The frozen scene is a source of some civic pride for a town that includes an iceboat, which is basically a crossbow with blades, on its municipal insignia. Members of the North Shrewsbury Iceboat & Yacht Club, established 1880, call Red Bank the iceboat capital of the east.

While most people refer to a shoreline as "waterfront," members of the club talk about their "icefront" property.

Perhaps it's not surprising that iceboats have a special place in the town.

John English, a member of the club, says that in the late 1800s, iceboats transported produce from Red Bank to New York City, a distance of about 20 miles.

He says the club often sailed its fastest boats to the Hudson River to compete against iceboats owned by J.P. Morgan and other tycoons.

Well-heeled merchants and sea captains hired muscular clam diggers to help pilot some of the larger craft, which could blast along at over 100 m.p.h.

"When I was a kid, there was no basketball, no hockey league, and the newspapers used to send their sports reporters down here from New York to report on the races in the winter," recalls Borden "Brub" Hance, whose family tree includes a founder of the North Shrewsbury club.

Earlier this month, in a tableau that could have come from the late 1800s, hundreds of local residents crowded into a waterfront park to watch as 70 iceboats - some from other parts of the United States - streaked across the river.

One of the sport's attractions is the speed. Because of their design, they can quickly accelerate to four times the speed of the wind.

The "tourism" aspect of the sport came in handy recently when the members of the club learned that a local contractor was considering hiring a tug to pick up some barges further upriver.

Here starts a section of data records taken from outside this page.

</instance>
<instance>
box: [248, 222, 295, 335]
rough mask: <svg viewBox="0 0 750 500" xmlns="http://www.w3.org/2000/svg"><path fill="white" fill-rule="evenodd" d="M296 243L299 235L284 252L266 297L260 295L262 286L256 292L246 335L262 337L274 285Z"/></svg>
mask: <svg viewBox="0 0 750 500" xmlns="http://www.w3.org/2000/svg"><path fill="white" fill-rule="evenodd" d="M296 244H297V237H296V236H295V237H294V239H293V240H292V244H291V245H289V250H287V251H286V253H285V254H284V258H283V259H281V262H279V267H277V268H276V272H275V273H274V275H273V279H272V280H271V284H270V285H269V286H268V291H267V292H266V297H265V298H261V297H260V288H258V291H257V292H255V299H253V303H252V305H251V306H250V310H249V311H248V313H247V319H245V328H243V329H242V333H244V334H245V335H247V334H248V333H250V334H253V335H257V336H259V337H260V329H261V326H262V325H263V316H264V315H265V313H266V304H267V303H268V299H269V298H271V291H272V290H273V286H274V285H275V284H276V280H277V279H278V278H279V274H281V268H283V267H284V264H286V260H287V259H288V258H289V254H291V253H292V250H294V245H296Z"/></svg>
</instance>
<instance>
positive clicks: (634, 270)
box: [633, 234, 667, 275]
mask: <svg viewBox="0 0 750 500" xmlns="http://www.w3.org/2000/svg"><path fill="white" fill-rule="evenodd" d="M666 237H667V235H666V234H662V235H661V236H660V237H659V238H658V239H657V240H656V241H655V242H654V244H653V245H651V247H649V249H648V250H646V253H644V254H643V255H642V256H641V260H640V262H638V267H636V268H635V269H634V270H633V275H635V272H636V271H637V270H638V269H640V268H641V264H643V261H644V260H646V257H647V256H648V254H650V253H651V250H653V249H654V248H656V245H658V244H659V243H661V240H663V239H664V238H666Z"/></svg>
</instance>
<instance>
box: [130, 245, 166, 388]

Alarmed that the tug would break up the ice, they put out an Internet SOS message ("Save our Ice"). Phone numbers for local politicians were supplied. The barges are still stuck in the ice.

One of the reasons why members reacted so quickly is the rarity of getting near-perfect conditions. Sailing can't take place when there are two to three inches of snow on the ice, too much wind, not enough wind, or ice that will only support a sea gull. "It's tough to get Mother Nature to cooperate," says Mr. Hance, as he walks around the clubhouse, which is practically a museum to iceboating.

Some of the wooden boats have been handed down from grandfather to father to son or daughter. That's the case with Dominique DeLorenzo, whose father is the vice commodore of the club.

"Dad had me doing this from when I was nine or 10 years old," says Ms. DeLorenzo, who says she likes iceboating because not many girls do it.

Another member, Dan Clapp, a world champion, traces iceboating back to his grandfather.

Because the ice conditions are so good, they have provided many men with an excuse to forgo work - an aquatic form of hunting season.

That's the case for Brian Rice, a financial planner from Fair Haven.

As he gets ready to sail on "Vanguard," his craft, he says, "When the conditions are like this you have to forget work, forget the wife, and do what you can to get on the ice."